Kongba District is one of five administrative divisions located in Gbarpolu County, Liberia.

==Economy and Society==
All towns and villages are involved in mining activities and have large expatriate populations from countries such as Guinea, Sierra Leone, Mali, Burkina Faso, and Niger. Whenever there is a new discovery of diamonds or gold in a village there is a large migration of both miners and business people to that particular center for the time the minerals are being mined. Livelihood activities include farming (slash-and-burn), alluvial mining of diamonds and gold and hunting of bush meat. Over 50% of the villages have fewer than 100 inhabitants. Kungbor has the largest population, followed by Zuie and Nomo. Butter Hill, Nomo, Fula Camp, Camp Israel, Fornor, Kawelahun and Kungbor are of medium size. There are two types of communities: the more permanent and stable communities - which have developed retail services, palm oil production, cocoa and coffee cultivations and more established houses (with zinc roofs), and the unstable transient towns or camps which are newly established or only inhabited in the dry season when mining activities take place. On this basis, six forest edge villages in Grand Camp area and eleven in Zui clan are classed as permanent settlements. Five communities in Gbarpolu County are classed as not stable.

==Language==
Both Mende and Gola are spoken in Kongba district.
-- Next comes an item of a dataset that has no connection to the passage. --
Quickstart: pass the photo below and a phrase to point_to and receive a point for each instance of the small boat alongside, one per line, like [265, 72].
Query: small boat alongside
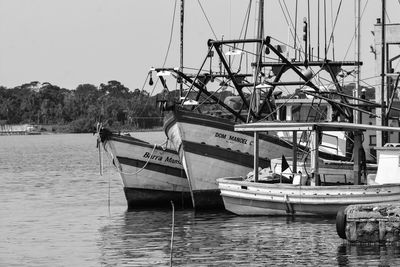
[152, 174]
[307, 194]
Mende is preferred for general usage as it is largely understood both by the indigenous population as well as the expatriate worker community, but for issues regarding land ownership disputes, Gola is preferred as it is generally only understood by the indigenous population and excludes the expatriate community from such discussions.

==Surfeit of men==
The ratio of men to women throughout the district skews higher than average, due to the overwhelming reliance on mining as an economic activity. District-wide, the ratio of men to women is 3:1, with 70% of the villages having more men than women. In one village, Sonah Creek, the population consisted solely of men. Similarly, gender ratios in Soso camp (17 times more males) and ULC (9 times more males) are highly skewed towards males.

==History==
Diamond and gold have been the two major mineral resources of the Kongba community since before the founding of the Republic of Liberia. They have continued to serve the people of the community and others from far and near. As early as the 1900s the people of the community could not pay taxes to government in cash but in goods of diamond and gold. This practice continued until the late 1960s.

During inter-ethnic wars, the Gola people were overpowered because of the British influence in neighboring Sierra Leone and many of the Gola people were absorbed into the Mende-speaking community.